Hello all,
I am writing to learn how to set up DESeq2 when my samples have large variation in gene counts. For example below is one row from my gene count table.
Samples | a | b | c | d | e | f | g | h | i | j | k | l | m | n | o | p | q | r | s | t | u | v | w | x | y | z | aa | bb | cc | dd | ee | ff | gg | hh | ii | jj | kk | ll |
Gene240880 | 0 | 0 | 0 | 0 | 0 | 0 | 347 | 248 | 6 | 21 | 0 | 0 | 0 | 0 | 605 | 665 | 438 | 760 | 597 | 511 | 448 | 184 | 0 | 0 | 0 | 0 | 0 | 0 | 0 | 0 | 16 | 44 | 17 | 5 | 215 | 0 | 0 | 0 |
As you can see that some samples have hundreds of reads at gene240880, but some have zero. When I feed the whole table (with ~25k genes) to Deseq2, using pretty much default settings recommended in the DEseq2 tutorial, and looking at comparisons between condition 1 (triplets z, aa, bb) and condition 2 (triplets jj, kk, ll), for some reason I get a very significant p value --- even the numbers are all zeros, there were an log2FoldChange.

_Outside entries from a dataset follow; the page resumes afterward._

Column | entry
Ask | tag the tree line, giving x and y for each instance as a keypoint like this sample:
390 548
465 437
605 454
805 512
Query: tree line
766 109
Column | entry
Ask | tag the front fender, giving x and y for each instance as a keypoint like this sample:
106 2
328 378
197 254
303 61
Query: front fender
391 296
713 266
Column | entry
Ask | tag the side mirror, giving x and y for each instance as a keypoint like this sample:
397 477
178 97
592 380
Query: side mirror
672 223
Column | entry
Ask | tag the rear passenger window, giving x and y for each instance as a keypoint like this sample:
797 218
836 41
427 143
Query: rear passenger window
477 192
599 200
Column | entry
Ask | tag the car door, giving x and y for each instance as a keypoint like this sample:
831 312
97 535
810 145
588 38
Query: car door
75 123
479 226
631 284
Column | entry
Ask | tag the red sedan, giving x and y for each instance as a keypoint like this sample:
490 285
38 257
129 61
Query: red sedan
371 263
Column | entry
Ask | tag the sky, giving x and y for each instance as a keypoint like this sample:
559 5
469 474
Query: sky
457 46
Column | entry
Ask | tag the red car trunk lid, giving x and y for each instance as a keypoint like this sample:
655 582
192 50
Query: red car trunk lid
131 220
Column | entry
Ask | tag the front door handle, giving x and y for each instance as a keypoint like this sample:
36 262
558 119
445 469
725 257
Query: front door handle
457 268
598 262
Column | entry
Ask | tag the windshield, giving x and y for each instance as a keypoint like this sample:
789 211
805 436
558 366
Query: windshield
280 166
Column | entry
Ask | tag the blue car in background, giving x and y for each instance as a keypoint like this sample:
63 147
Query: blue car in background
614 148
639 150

I figure it may have something to do with my gene's variable behavior, so for now I split the tables to leave only the 6 samples for condition 1 and 2, and the comparisons no longer show problem. (We have been using deseq2 for quite a while, and this is the first time we need to split tables).
Therefore I would love to learn what is the reason for this problem - is it due to the normalization deseq2 does? Also, because of this incidence, I am a little worried when and how exactly I should consider to split samples apart when using deseq2. Any advice is appreciated!
Hi Dr. Love - thanks so much for the prompt reply. I will update DESeq2 and try again. Among all the methods you mentioned, would you recommend the subset-to-two-groups approach? I personally like to hold the complete table together, but I guess in theory it should not matter.
If you update, you don’t need to do anything it should be solved.